Я подтвердила с легким беспокойством. Этого момента я ждала так долго, что боялась какого-нибудь сбоя в самую последнюю секунду.
— Я должна встретиться здесь с одним человеком, — объяснила я немного торопливо. — У нас есть разрешение от Управления по делам художественного наследия…
— Да, да, я знаю, — кивнула секретарша, встала, сняла очки и положила их на стойку. — Профессор Росси ждет вас вон там. Проходите, пожалуйста, через минуту я отведу вас в мастерские.

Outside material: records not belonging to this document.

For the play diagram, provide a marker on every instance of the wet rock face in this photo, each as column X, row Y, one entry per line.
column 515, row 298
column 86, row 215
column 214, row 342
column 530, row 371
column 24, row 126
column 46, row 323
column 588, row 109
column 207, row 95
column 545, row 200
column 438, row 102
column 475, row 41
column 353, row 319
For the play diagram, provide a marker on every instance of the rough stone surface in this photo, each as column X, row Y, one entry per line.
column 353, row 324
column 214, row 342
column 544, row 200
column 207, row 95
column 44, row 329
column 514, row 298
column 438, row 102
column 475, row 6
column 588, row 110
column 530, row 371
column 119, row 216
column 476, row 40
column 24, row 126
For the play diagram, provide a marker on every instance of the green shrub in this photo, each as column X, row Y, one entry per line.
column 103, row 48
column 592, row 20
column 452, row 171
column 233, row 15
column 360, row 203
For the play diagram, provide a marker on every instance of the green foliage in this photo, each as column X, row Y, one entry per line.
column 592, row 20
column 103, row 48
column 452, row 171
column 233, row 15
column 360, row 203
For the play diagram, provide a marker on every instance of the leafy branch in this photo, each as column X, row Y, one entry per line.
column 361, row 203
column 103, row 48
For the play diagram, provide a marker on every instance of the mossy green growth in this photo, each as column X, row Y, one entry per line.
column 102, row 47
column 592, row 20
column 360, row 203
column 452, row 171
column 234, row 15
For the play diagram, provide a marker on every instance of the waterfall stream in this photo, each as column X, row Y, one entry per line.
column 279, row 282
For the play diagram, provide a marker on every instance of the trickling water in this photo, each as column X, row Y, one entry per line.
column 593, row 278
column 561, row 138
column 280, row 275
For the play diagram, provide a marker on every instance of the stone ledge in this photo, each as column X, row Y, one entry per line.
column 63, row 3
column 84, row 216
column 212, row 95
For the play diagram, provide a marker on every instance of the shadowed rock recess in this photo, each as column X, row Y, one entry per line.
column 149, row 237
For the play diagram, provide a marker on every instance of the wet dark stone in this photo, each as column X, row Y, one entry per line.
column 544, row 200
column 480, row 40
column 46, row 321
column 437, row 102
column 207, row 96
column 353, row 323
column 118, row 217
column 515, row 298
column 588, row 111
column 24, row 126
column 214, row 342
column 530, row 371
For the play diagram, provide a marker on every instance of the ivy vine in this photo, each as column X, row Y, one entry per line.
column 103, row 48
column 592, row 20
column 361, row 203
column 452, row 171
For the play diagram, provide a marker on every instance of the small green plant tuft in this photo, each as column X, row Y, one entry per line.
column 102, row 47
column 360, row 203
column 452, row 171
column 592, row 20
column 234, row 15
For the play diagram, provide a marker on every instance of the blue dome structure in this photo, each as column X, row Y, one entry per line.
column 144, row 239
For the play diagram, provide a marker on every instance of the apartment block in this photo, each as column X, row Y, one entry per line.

Когда я вошла в вестибюль, Джулио Росси так поспешно вскочил с кожаного дивана, что колени его подогнулись. Профессор рухнул на маленький столик и опрокинул его, вызвав небольшую катастрофу: кипа журналов и каталогов разных выставок разлетелась по полу. Я наклонилась, помогая ему подняться. Вблизи глаза его казались невероятно прозрачными и не серыми, как я думала до сих пор, а рыжими. Когда журналы были водворены на место, профессор сложил губы в слабой извиняющейся улыбке и, вскинув брови, поднял обе ладони, как это порой делают актеры: «Я безоружен». Это была искренняя просьба о снисхождении — лицо его озарилось, и профессор будто помолодел: ни дать ни взять неуемный сорванец, с которым не страшно разделить любое приключение. В профессоре Росси было нечто, трогавшее меня до глубины души, — эта улыбка помогала легко представить, каким он был в детстве: хрупкий мальчик с узкими костлявыми плечами, в коротких штанишках, который едет на велосипеде по родной тосканской деревне, и дорога с обеих сторон обсажена оливами. Я ухитрялась строить догадки о прошлом профессора, хотя он ничего мне не рассказывал — например, о его музыкальных или книжных пристрастиях. Росси был очень застенчив в общении с окружающими, но я, в свою очередь, была уверена, что сама могу придумать целый мир. Профессор был одет не так строго, как накануне: рубашка с расстегнутой верхней пуговицей, поверх нее — спортивный свитер и рыбацкая куртка. Он так и остался стоять, точно боялся сесть снова, и принялся рассказывать мне о сложностях реставрации, спокойно, опять обретя уверенность в себе, сунув руки в карманы и легонько раскачиваясь вперед-назад. Наконец явилась секретарша с двумя охранниками и попросила нас следовать за ней в мастерские.